Выбрать главу

– Может быть, для того, чтобы книга получилась более теплой, занимательной, добавить пару личных зарисовок? – подхватила я, все еще нелепо на что-то надеясь. – Например, упомянуть, что вы отличный пловец. Однажды даже спасли утопающего во время отдыха на Средиземном море.

Мне так хотелось, чтобы глаза его вспыхнули пониманием. Чтобы хоть на секунду по лицу его пробежала мимолетная тень, подтверждающая, что он помнит, что те искрящиеся летние дни мне не приснились.

Но Тамерлан лишь все так же скучающе посмотрел на меня и отрезал:

– Нет, этого не нужно, – тем самым пресекая все попытки перевести разговор в более непринужденное русло.

И я невольно задумалась: отчего же так суров был со мной этот непреклонный воин? Только ли высокий пост требовал от него избавиться от любых намеков на всяческую фривольность и ничем не запятнать своей репутации честного труженика, отца родного для всех сунжегорцев и примерного семьянина? Полно, да неужели же он не мог позволить себе хоть одну легкую улыбку, хоть один теплый взгляд? Или, может быть, дело было в том, что со времен нашей встречи на островах у него завелась новая дама сердца, страстная и дьявольски ревнивая?

Как бы там ни было, за весь ужин Тамерлан так и не позволил себе ни одной дружеской фразы, ни одного неосторожного взгляда в мой адрес. Мы обсудили детали проекта, распрощались, и я отправилась в свой гостиничный номер. Где выплакалась всласть и до утра еще видела во сне оборачивающегося ко мне Тимофея, в зрачках которого весело дрожали солнечные блики.

Однако же с того нашего ужина на 32-м этаже прошло уже чуть больше недели. Тамерлана я с тех пор не видела, понемногу занималась книгой и приходила в себя от такого неожиданного поворота судьбы. А сегодня я вышла из отеля, вот уже несколько дней служившего мне домом, и направилась в салон красоты «Дерзкая», чтобы уложить свои молодецкие вихры в некое подобие элегантной прически. Навстречу мне, благоухая лаком для волос и раствором для химической завивки, выскочила местная кудесница Хава. С ней за мое недолгое пребывание в этом краю мы успели уже познакомиться и даже некоторым образом подружиться.

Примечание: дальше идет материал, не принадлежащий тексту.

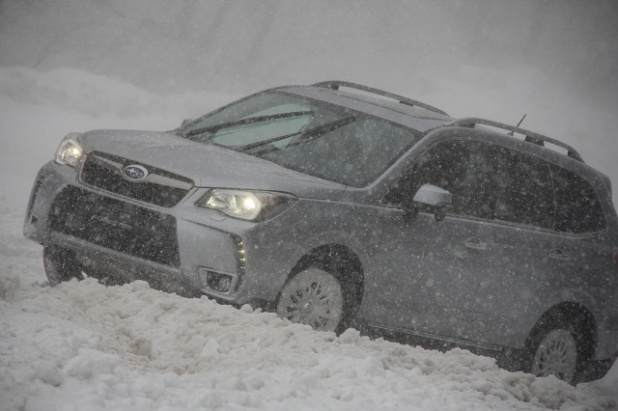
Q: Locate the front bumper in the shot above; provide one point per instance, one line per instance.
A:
(179, 249)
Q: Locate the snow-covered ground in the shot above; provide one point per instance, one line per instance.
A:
(83, 346)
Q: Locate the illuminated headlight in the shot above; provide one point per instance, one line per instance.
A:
(248, 205)
(69, 152)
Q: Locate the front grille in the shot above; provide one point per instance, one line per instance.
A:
(160, 187)
(116, 225)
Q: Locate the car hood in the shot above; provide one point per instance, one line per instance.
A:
(206, 164)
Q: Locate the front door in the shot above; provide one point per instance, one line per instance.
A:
(423, 275)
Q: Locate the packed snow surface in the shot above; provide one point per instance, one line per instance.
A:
(84, 346)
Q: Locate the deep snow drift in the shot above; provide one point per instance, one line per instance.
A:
(84, 346)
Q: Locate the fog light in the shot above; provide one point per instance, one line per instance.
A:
(218, 282)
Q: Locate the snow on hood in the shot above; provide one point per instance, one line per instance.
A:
(208, 165)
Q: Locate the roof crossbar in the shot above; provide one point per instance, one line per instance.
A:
(403, 100)
(530, 136)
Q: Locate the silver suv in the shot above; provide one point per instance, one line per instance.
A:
(339, 205)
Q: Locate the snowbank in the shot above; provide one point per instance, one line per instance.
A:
(85, 346)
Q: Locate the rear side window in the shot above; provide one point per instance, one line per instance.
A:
(578, 209)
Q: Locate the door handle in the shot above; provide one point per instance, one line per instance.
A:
(475, 244)
(558, 254)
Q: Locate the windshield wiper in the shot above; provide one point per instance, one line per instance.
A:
(307, 135)
(244, 121)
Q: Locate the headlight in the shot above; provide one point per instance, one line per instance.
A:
(69, 151)
(248, 205)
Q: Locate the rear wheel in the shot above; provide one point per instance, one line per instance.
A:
(560, 348)
(60, 265)
(314, 297)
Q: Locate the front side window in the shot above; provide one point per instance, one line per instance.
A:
(457, 166)
(522, 188)
(312, 137)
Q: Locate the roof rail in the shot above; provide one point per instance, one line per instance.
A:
(530, 136)
(403, 100)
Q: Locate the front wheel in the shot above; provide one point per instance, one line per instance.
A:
(314, 297)
(556, 355)
(60, 265)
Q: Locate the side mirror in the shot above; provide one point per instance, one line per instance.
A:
(435, 198)
(185, 122)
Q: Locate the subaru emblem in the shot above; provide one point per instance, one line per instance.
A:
(134, 172)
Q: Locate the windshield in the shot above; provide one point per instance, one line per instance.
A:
(313, 137)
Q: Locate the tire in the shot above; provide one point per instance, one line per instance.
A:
(558, 349)
(60, 265)
(317, 298)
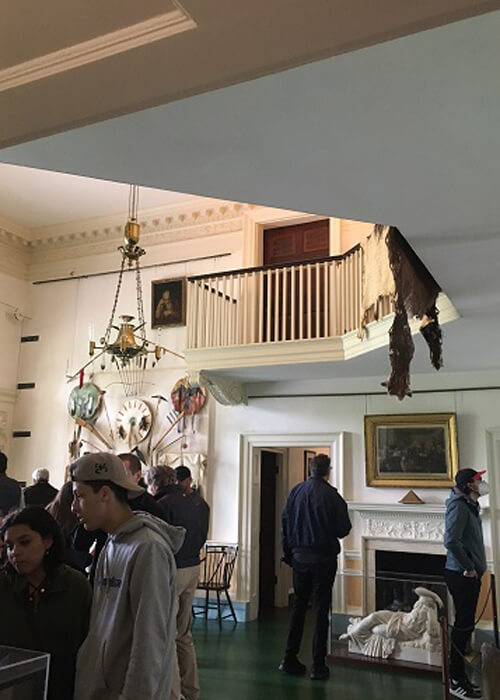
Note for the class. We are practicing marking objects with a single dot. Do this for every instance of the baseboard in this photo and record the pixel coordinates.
(241, 609)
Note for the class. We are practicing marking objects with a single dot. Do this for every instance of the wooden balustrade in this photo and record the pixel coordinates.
(276, 304)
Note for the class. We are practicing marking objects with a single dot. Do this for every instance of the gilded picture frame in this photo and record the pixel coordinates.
(168, 303)
(411, 450)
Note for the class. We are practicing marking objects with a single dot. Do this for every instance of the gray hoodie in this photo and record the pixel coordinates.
(463, 537)
(129, 650)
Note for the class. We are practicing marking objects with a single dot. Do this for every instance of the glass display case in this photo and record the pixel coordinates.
(23, 674)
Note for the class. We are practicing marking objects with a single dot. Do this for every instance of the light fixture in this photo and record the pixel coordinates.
(129, 350)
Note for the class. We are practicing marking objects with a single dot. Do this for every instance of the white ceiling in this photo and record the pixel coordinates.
(67, 64)
(39, 198)
(406, 133)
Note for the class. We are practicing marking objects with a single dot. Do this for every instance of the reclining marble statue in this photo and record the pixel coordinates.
(414, 635)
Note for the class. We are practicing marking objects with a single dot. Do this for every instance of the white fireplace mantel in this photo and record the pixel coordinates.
(421, 522)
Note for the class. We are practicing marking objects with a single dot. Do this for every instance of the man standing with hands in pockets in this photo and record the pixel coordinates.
(465, 565)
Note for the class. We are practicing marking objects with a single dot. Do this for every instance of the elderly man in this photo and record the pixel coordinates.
(41, 493)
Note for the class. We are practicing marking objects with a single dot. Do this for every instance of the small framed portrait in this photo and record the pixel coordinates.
(168, 303)
(308, 455)
(411, 450)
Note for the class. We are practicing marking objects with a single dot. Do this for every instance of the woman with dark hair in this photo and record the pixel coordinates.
(60, 510)
(44, 604)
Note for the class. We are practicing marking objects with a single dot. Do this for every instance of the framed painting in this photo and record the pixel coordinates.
(308, 455)
(411, 450)
(168, 303)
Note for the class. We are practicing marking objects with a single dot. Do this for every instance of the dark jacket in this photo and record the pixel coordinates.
(10, 494)
(314, 518)
(192, 513)
(84, 539)
(40, 494)
(463, 536)
(58, 625)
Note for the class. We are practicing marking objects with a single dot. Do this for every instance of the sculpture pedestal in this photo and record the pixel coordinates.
(405, 652)
(340, 654)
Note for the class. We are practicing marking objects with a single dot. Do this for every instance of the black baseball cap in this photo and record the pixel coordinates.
(182, 473)
(465, 476)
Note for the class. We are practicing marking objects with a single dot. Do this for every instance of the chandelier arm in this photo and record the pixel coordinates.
(93, 359)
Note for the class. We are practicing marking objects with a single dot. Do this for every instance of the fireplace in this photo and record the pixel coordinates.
(398, 573)
(399, 541)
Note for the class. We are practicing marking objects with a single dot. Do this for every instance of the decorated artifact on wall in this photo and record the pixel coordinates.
(411, 450)
(188, 398)
(133, 422)
(85, 402)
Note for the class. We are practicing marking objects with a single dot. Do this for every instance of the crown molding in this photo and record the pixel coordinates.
(7, 395)
(140, 34)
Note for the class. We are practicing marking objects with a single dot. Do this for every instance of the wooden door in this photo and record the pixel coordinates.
(295, 244)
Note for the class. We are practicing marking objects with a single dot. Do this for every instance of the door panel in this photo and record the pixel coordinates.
(294, 244)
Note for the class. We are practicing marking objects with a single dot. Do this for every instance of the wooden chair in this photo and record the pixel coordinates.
(216, 570)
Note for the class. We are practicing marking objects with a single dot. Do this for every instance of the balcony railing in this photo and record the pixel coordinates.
(276, 304)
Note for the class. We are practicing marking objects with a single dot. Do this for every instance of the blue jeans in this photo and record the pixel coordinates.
(311, 582)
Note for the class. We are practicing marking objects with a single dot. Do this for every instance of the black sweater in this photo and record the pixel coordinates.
(191, 512)
(315, 517)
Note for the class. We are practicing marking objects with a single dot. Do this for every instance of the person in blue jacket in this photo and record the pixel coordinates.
(315, 517)
(464, 568)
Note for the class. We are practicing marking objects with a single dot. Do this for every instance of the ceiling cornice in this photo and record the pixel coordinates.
(43, 253)
(109, 44)
(173, 221)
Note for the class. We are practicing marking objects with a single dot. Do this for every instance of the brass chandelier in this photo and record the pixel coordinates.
(129, 350)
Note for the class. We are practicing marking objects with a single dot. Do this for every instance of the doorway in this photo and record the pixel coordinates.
(269, 470)
(280, 470)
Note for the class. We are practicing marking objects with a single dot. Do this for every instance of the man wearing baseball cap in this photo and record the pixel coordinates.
(465, 565)
(131, 643)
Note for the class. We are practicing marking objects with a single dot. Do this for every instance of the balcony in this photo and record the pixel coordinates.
(285, 314)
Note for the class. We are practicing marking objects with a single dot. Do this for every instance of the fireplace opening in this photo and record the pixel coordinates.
(399, 573)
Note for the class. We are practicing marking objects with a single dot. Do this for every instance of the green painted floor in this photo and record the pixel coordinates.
(241, 662)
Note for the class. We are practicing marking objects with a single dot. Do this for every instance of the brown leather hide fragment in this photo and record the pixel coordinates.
(416, 295)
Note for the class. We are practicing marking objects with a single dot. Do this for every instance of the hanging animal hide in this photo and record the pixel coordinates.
(378, 281)
(416, 295)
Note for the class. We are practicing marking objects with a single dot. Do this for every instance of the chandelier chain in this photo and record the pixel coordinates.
(140, 303)
(115, 303)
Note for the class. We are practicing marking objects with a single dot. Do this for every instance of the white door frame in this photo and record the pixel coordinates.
(493, 477)
(247, 579)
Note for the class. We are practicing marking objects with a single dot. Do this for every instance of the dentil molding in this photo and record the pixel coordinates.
(29, 254)
(166, 224)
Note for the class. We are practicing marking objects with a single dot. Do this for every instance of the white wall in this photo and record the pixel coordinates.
(476, 411)
(14, 294)
(62, 313)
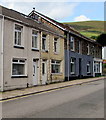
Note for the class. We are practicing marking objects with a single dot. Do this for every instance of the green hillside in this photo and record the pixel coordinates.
(88, 28)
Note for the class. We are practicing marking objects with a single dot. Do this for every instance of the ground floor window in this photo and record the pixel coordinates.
(88, 67)
(97, 67)
(55, 66)
(72, 65)
(18, 67)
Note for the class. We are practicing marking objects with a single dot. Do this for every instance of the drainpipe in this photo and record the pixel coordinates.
(2, 49)
(68, 56)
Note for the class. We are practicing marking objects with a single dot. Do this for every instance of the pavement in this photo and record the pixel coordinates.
(39, 89)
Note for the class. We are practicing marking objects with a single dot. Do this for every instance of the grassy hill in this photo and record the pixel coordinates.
(88, 28)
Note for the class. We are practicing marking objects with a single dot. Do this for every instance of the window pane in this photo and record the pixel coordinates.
(34, 41)
(18, 69)
(57, 68)
(72, 65)
(15, 37)
(19, 38)
(53, 69)
(43, 68)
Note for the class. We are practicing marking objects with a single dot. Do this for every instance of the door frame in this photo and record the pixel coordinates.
(35, 72)
(44, 76)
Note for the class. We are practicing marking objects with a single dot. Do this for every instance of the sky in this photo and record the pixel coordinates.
(60, 10)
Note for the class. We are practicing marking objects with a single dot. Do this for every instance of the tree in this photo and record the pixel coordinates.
(101, 39)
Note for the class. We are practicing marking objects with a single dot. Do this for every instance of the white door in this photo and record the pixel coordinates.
(35, 73)
(44, 72)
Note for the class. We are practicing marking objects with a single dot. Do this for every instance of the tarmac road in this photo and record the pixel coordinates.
(81, 101)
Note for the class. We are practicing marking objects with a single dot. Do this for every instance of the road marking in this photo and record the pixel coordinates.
(55, 89)
(43, 92)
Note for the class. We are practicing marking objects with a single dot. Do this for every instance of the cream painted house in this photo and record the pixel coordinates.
(27, 51)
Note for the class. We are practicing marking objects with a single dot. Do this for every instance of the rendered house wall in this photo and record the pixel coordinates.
(11, 52)
(84, 58)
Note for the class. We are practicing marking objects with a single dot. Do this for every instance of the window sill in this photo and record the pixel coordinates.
(35, 49)
(72, 73)
(56, 73)
(45, 51)
(19, 76)
(16, 46)
(56, 53)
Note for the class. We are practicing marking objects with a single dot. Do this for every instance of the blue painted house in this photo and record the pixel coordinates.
(83, 56)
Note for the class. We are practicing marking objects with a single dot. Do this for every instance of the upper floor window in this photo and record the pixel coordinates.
(18, 67)
(44, 42)
(18, 35)
(72, 43)
(55, 66)
(56, 45)
(34, 39)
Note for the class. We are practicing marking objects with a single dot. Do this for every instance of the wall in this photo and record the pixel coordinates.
(10, 52)
(84, 58)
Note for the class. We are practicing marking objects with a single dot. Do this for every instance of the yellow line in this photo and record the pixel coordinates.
(55, 89)
(34, 94)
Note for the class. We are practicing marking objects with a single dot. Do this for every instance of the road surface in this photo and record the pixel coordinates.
(80, 101)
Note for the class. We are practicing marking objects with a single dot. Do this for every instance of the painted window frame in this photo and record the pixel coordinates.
(16, 37)
(35, 36)
(56, 63)
(56, 46)
(44, 38)
(18, 61)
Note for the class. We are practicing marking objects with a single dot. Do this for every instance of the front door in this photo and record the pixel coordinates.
(80, 67)
(35, 73)
(44, 72)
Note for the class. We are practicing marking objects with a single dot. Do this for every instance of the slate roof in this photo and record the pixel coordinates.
(66, 28)
(24, 19)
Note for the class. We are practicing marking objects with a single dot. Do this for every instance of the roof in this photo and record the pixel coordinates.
(64, 27)
(24, 19)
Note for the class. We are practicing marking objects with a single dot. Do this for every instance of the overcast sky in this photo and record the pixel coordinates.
(60, 10)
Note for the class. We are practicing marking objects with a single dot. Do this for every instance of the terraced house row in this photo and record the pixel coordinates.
(37, 50)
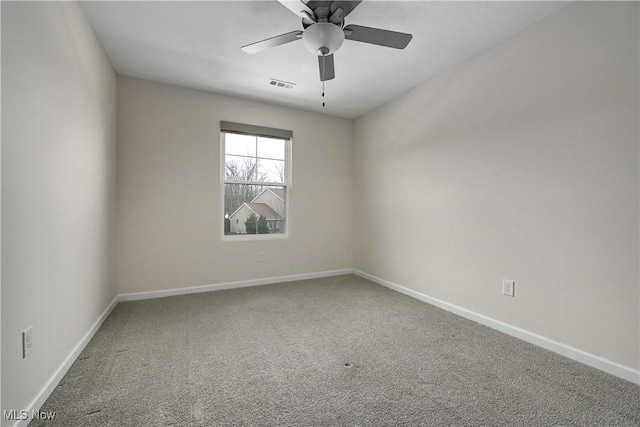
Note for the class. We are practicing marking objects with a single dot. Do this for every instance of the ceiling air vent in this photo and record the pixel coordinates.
(280, 83)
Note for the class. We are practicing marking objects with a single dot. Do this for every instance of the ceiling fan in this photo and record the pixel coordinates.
(324, 32)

– Настенька, – пропела Хава, растягивая губы в медоточивой улыбке. – Пришлааа… Как же я рада тебя видеть, дорогая моя. Давай чмоки!

И с этими словами она обхватила меня тонкими суховатыми ручонками и, приподнявшись на носки и вытянувшись, попыталась клюнуть тонкими губами куда-то в подбородок.

Хава и видом своим, и повадками напоминала мне булгаковскую чуму-Аннушку, так трагически разлившую в свое время подсолнечное масло у трамвайных путей. Ее востренький нос словно самой природой создан был для того, чтобы соваться в чужие дела. А цепкие блудливые глазки так и сновали из стороны в сторону, высматривая что-нибудь интересное, а, всего лучше, тщательно скрываемое и шокирующее. Хава, считавшаяся лучшим мастером в Сунжегорске, была вхожа в дома многих местных воротил, чьи жены и дочери доверяли ей свои локоны. Этим фактом она любила прихвастнуть и частенько рассказывала мне интересные местные сплетни. На страницах ее Инстаграма мне доводилось видеть жену и детей Тамерлана – теперь я уже знала, что эта самая жена, как я и предполагала, у него была. Дети его, мальчик и девочка, доверительно обнимали Хаву за тонкую шею, она же довольно ухмылялась в объектив.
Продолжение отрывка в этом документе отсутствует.